Coexistence of marine viruses and their phytoplankton hosts: Virus competition for hosts
Viruses are important regulators of phytoplankton population dynamics and species succession, and viral infection is a key driver for host diversity. In marine environments, a large variety of viruses and phytoplankton hosts are known to coexist, showing specific succession patterns for host and virus strains. However, the mechanisms and dynamics behind virus competition and host-virus coexistence are, thus far, only poorly understood. Moreover, it is now becoming clear that environmental factors such as light or temperature affect host-virus interactions. Global climate change is expected to lead to an increase in water temperature as well as a change in water column mixing regimes and consequently light intensity
and duration. These changes will most likely also impact and alter virus-host dynamics. We conduct detailed laboratory studies aimed at unravelling how virus competition for the same host affect phytoplankton host-virus infection dynamics and virus production, and how changes in environmental conditions affect these dynamics.
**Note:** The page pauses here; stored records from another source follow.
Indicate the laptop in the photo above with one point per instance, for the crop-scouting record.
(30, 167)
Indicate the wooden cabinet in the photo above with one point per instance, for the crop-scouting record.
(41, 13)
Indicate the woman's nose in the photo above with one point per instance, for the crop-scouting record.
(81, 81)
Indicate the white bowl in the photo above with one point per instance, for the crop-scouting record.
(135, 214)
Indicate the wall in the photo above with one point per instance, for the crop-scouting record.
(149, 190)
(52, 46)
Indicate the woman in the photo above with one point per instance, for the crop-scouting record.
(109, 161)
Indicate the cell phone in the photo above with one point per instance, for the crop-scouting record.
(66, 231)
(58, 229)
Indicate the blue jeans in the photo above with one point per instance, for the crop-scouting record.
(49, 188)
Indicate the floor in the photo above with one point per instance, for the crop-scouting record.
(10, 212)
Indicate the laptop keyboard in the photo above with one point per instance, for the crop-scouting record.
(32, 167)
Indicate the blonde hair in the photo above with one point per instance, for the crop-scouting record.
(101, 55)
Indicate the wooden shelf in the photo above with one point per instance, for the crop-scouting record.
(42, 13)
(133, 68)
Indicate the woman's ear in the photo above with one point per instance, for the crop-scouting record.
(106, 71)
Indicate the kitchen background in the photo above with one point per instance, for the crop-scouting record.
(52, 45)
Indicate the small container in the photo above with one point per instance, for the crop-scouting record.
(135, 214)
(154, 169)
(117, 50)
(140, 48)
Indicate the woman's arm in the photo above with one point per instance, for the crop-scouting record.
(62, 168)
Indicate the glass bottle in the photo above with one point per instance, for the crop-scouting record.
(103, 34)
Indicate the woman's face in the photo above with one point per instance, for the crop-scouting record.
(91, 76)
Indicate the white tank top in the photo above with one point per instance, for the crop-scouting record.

These experiments involve semi-continuous culturing of the algal host species and their respective viruses under various growth regimes. Host cultures will then be inoculated with multiple viruses at the same time and the infection cycle will be closely monitored for virus and algal host abundances, which are analysed using flow cytometry. The latent period, viral production and burst size will be determined. In addition, progeny virus will be analysed for infectivity. Moreover, molecular techniques such as qPCR will be employed to target and quantify the competing viruses individually.
This project is suitable for MSc students. Projects have a planned duration of 6 - 8 months and will take place at NIOZ, Texel.